Man marries. Woman grows old and fat. Man throws her over for a prettier version. It’s a familiar story. Yet, in Jamaica Kincaid’s voice, the scorned woman’s fury becomes a spellbinding tale, as lyrical as “Paradise Lost,” as resonant as a Greek epic. This is hell like none other. You descend it circle by circle, and, word by word, you yield to the storyteller’s art.


See Now Then” is the story of Mr. and Mrs. Sweet. The fictional Mrs. Sweet — like the author, as it happens — is a novelist from the West Indies, a descendant of African slaves, a woman whose skin is a “beautiful brown, a brown that glistened and shone, a brown so unique to her, no other Mrs. Sweet could ever be brown in that way, so glistening, so shiny, so glowing.” The husband, on the other hand, is Winter white, Manhattan-born and -bred, a harpist-composer, a man who “wept as he played, pouring all of his feelings of despair into that music, imagining that his life, his precious life was being spent with that dreadful woman, his wife. . . . He was such a small man, sometimes people mistook him for a rodent, he scurried around so.”






(FSG) - ”See Now Then” by Jamaica Kincaid.





From the very first, we know that Mr. Sweet has come to feel nothing so much as hatred for Mrs. Sweet. As he sees it, he has consorted with a “beast,” produced a monster for a son, and he is consumed by dreams of how to dispose of them. Husband and wife, together with two hapless offspring, Heracles and Persephone, live by the Paran River in the pristine town of Bennington, Vt., in a house once inhabited (fittingly) by one of the great practitioners of the classic American horror story, Shirley Jackson.

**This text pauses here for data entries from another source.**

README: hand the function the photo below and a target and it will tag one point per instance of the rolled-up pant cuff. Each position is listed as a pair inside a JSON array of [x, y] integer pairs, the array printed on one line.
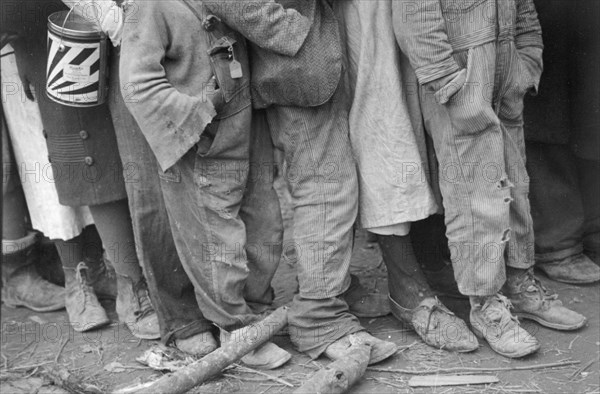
[[316, 324], [541, 258]]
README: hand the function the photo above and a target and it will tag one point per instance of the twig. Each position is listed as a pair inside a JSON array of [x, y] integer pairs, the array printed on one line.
[[573, 341], [62, 346], [383, 381], [266, 375], [580, 370], [30, 366], [468, 369]]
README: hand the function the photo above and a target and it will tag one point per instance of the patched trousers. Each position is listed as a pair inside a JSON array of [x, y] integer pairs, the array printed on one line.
[[226, 220], [321, 173], [479, 143]]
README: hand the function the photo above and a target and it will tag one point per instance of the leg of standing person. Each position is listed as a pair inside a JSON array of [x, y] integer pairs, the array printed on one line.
[[21, 283], [203, 194], [558, 232], [261, 212], [322, 176], [170, 289]]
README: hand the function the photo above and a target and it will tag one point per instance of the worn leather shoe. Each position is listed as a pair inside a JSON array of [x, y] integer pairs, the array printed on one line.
[[532, 301], [21, 283], [380, 350], [577, 269], [198, 345], [491, 320], [437, 325], [84, 310], [103, 279], [266, 356], [361, 303], [135, 308]]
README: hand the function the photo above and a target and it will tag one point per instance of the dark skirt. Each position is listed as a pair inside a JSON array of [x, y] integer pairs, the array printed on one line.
[[81, 142]]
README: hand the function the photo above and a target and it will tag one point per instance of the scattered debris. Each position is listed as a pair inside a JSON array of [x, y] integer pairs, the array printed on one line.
[[340, 375], [560, 364], [451, 380], [213, 363], [160, 359]]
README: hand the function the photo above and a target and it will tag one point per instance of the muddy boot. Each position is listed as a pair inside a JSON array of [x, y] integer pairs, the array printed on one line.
[[531, 300], [102, 278], [21, 283], [84, 310], [361, 303], [135, 308]]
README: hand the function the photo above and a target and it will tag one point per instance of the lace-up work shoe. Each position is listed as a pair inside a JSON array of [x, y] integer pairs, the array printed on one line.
[[532, 301], [437, 325], [135, 308], [84, 310], [380, 349], [491, 320]]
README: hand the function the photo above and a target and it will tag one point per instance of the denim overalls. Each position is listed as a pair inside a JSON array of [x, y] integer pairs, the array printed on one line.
[[477, 127]]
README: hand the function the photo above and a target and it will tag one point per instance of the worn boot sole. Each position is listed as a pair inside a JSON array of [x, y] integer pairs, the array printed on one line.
[[520, 354], [545, 323], [89, 327], [49, 308], [523, 353], [571, 281]]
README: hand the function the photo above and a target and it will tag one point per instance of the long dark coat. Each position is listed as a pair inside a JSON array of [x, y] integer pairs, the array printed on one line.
[[81, 141]]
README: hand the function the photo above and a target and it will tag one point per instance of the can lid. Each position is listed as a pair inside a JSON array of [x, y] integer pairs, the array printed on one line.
[[76, 26]]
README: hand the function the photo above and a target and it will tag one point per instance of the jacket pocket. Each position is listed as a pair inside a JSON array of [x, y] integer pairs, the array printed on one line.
[[173, 174], [454, 7], [470, 108]]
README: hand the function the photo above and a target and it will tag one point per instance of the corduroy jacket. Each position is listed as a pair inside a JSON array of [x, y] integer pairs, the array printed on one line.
[[301, 66]]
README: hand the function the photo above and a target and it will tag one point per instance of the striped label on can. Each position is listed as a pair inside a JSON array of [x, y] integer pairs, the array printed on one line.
[[73, 73]]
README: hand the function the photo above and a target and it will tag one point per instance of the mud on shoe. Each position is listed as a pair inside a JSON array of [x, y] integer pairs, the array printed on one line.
[[361, 303], [135, 309], [380, 349], [84, 310], [198, 345], [491, 320], [437, 325], [578, 269], [532, 301], [103, 278], [266, 356], [21, 283]]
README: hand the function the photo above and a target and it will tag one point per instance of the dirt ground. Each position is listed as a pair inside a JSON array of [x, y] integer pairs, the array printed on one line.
[[39, 349]]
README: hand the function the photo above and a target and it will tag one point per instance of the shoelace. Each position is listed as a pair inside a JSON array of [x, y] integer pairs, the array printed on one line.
[[143, 299], [438, 306], [83, 280], [533, 285], [499, 312]]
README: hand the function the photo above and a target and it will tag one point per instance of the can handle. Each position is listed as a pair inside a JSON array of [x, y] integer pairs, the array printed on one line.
[[61, 46]]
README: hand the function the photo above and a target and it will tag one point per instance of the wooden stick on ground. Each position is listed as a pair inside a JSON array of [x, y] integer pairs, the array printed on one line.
[[476, 370], [242, 342], [340, 375]]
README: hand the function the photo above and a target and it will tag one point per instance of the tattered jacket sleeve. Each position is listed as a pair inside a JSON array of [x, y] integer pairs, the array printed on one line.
[[264, 22], [528, 40], [171, 121], [421, 33]]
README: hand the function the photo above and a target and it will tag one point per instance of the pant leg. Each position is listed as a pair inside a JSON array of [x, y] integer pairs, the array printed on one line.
[[203, 198], [261, 213], [171, 291], [323, 182], [473, 180], [556, 204], [521, 246]]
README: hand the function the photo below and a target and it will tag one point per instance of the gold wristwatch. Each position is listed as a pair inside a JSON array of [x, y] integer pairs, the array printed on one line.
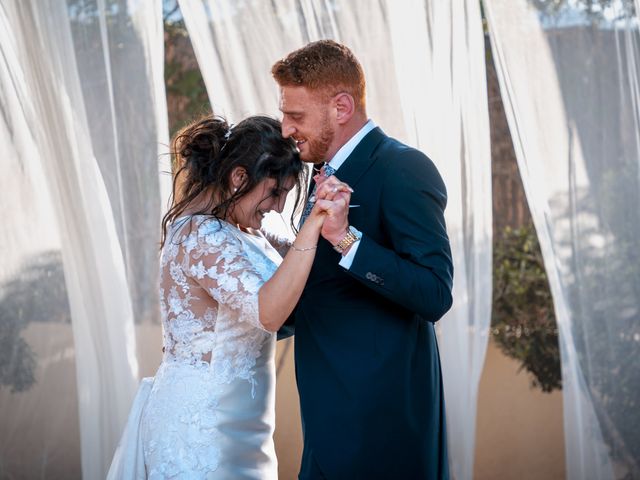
[[349, 239]]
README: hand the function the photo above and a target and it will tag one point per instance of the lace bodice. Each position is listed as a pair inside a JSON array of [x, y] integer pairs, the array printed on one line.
[[210, 279]]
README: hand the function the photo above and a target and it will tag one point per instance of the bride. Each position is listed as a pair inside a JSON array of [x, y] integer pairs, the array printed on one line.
[[209, 412]]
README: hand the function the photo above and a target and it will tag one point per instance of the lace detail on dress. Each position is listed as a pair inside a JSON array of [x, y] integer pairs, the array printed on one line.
[[210, 281], [209, 276]]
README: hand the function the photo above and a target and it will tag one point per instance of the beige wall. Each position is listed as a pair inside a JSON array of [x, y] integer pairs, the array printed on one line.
[[519, 432]]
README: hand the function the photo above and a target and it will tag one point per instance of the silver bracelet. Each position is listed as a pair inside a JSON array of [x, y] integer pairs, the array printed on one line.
[[292, 246]]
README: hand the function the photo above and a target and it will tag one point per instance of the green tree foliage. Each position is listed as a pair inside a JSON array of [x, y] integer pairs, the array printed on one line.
[[186, 93]]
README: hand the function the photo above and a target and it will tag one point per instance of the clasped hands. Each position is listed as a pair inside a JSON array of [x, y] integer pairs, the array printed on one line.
[[332, 199]]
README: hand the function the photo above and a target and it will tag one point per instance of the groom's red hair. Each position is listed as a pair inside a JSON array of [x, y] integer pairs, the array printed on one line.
[[324, 66]]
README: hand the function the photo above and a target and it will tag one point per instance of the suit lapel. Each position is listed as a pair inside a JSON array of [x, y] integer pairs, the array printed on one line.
[[361, 158]]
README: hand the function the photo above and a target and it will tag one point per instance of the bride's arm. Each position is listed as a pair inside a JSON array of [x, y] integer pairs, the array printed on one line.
[[280, 294], [280, 244]]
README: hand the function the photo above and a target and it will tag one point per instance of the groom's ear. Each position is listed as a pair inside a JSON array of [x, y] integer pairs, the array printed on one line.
[[345, 107]]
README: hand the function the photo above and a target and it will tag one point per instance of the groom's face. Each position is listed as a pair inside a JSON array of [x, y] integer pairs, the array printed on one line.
[[306, 117]]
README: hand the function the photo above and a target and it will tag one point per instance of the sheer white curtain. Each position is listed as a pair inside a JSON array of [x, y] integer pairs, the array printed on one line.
[[569, 78], [426, 85], [80, 197]]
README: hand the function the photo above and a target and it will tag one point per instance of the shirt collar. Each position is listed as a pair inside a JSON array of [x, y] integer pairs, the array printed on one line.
[[344, 152]]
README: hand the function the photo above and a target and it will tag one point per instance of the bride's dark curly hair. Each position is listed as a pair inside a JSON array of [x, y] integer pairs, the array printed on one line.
[[206, 152]]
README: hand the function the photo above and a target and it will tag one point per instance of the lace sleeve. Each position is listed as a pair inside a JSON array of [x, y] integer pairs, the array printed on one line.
[[217, 261]]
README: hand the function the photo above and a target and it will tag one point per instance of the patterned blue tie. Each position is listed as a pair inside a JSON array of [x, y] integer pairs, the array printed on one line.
[[327, 171]]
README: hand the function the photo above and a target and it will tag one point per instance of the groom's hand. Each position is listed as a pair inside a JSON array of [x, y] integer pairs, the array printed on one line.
[[336, 223]]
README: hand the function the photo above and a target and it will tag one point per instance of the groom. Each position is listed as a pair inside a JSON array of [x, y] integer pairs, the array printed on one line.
[[367, 363]]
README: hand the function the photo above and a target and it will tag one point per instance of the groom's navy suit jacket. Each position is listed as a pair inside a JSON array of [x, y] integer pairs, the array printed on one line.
[[367, 363]]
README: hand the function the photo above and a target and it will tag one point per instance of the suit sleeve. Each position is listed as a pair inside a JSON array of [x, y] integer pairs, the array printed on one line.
[[415, 270]]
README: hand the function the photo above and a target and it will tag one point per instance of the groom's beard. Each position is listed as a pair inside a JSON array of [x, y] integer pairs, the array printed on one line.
[[318, 147]]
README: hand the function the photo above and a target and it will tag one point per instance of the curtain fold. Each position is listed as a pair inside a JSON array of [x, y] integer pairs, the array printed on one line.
[[569, 78], [82, 114], [426, 85]]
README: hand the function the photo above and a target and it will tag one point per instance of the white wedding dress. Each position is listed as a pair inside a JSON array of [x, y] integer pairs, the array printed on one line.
[[210, 410]]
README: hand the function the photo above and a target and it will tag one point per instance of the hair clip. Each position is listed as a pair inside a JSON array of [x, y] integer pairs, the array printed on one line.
[[228, 133]]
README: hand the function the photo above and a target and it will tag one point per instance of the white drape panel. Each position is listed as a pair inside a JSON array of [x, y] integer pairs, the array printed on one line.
[[570, 86], [82, 114], [426, 85]]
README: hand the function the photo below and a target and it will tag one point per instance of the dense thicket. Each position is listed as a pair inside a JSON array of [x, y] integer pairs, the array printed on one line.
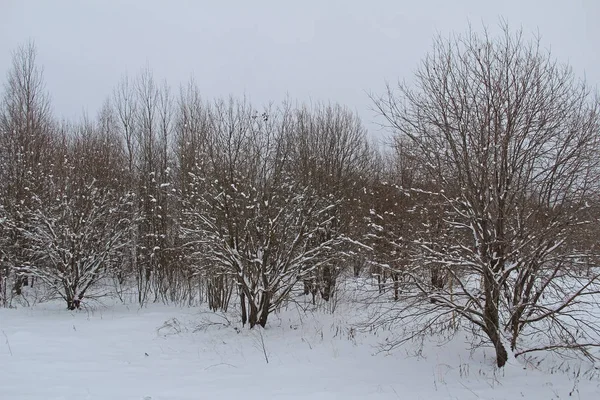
[[482, 211]]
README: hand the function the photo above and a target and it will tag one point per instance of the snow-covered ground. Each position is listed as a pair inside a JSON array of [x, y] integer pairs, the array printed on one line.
[[170, 353]]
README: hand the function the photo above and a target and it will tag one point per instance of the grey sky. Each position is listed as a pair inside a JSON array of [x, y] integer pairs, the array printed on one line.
[[320, 50]]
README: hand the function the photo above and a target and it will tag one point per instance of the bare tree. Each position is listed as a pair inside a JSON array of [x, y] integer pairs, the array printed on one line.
[[331, 154], [510, 139], [25, 134], [76, 231], [248, 218]]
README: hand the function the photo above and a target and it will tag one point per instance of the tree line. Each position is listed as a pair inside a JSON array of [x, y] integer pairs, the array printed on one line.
[[482, 212]]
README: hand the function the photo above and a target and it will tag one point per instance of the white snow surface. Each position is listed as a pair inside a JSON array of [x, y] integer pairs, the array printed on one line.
[[158, 352]]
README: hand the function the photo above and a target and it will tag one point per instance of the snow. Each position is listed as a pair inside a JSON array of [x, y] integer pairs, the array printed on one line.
[[115, 351]]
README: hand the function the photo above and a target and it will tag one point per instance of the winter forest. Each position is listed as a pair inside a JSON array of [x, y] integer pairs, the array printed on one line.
[[479, 213]]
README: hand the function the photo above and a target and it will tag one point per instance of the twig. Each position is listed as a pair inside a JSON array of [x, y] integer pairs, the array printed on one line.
[[262, 343], [7, 343]]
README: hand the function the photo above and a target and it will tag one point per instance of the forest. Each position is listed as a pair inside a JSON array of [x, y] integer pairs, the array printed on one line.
[[480, 211]]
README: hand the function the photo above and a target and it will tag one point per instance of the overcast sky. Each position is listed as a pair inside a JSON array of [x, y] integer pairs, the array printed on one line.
[[312, 50]]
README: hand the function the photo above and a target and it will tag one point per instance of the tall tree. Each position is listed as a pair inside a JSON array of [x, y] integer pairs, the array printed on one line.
[[26, 126], [510, 138]]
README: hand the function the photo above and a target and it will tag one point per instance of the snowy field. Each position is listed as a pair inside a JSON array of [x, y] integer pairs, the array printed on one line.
[[114, 352]]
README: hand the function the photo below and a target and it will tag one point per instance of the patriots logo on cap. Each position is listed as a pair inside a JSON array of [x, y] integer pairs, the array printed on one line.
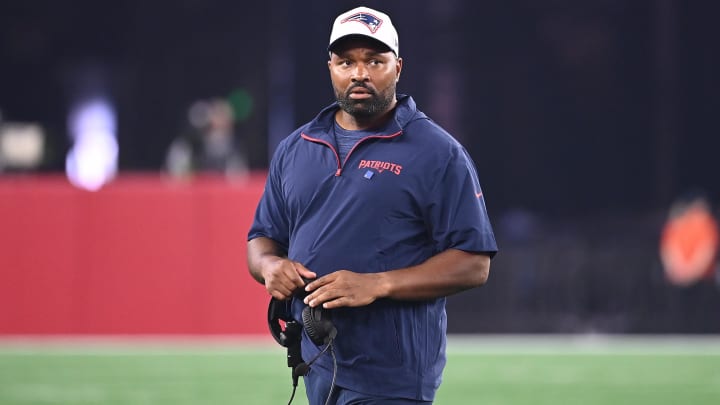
[[370, 21]]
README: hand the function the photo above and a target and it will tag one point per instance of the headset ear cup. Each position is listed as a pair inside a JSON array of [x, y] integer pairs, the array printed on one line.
[[318, 325]]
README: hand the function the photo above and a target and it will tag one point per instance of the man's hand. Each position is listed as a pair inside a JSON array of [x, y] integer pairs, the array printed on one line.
[[284, 276], [345, 288]]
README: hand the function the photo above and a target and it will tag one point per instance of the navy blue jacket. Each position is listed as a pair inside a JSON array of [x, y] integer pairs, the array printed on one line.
[[400, 197]]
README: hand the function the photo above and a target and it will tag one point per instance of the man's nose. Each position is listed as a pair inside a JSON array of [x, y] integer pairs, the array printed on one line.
[[360, 73]]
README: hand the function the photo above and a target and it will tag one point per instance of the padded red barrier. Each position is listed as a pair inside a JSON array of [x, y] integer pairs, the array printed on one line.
[[144, 255]]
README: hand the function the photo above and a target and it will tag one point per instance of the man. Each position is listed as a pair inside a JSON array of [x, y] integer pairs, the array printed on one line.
[[382, 210]]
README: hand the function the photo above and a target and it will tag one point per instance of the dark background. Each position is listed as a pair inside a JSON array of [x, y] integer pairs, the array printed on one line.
[[586, 119]]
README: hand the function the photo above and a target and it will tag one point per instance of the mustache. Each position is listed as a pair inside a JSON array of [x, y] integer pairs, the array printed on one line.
[[362, 86]]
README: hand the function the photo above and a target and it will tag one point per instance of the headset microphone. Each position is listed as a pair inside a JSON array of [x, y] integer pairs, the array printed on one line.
[[288, 333]]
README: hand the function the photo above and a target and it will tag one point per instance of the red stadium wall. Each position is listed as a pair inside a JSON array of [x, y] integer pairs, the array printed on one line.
[[144, 255]]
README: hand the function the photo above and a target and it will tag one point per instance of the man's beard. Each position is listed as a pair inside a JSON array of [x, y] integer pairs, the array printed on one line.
[[365, 108]]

So it is that we plunge headlong into a tale of connubial woe, lurching our way from a halcyon Then to a thoroughly doomed Now, learning with every page how it was that two such miserably matched human beings came together in the first place. Mr. Sweet — whose parents dine at the Plaza Hotel, rely on “supers” to change their lightbulbs, and sport camel-hair coats and French perfume — seems the very antithesis of Mrs. Sweet: a backwater island girl who came to America from Dominica on a “banana boat,” whose mother spurned her for a stevedore lover, who earns nothing so much as pity in her northern home. Marriage is not in the offing until, in their circle of young friends in heterogenous New York, the subject of her lapsed visa arises, they learn she will have to go home, and an idea comes up: “One of us will have to marry Jamaica.”


That the matron’s first name is Jamaica will come as a jolt to anyone who hasn’t read Kincaid’s work before. The rest of us will have understood by now that we’re on highly personal terrain. Like Kincaid’s other accomplished novels — “At the Bottom of the River,” “Annie John,” “Lucy” and “The Autobiography of My Mother” — this is a story liberally sprinkled with real life.


Bennington is where Kincaid raised her two very real children; Manhattan is where her real husband grew up; and indeed Kincaid’s mother, like Mrs. Sweet’s, married a stevedore on an island in the West Indies. Nor is that the summa of autobiographical details: Kincaid’s ex-husband is Allen Shawn, a composer of classical music; like Mr. Sweet, he is small, 5 foot 2; their children are four years apart in age; Kincaid’s birthday is May 25, the same as her protagonist’s. Mr. Shawn, like Mr. Sweet, left his wife for a younger woman. More: Mrs. Sweet, like Ms. Kincaid, is a gardener. Like her creator, she slips off to the privacy of a room to write endlessly about her mother. Like her, she turns out to be far more successful and better known than her husband. Like her, she is obsessed with rodents, haunted by loss, inclined to tell awful truths.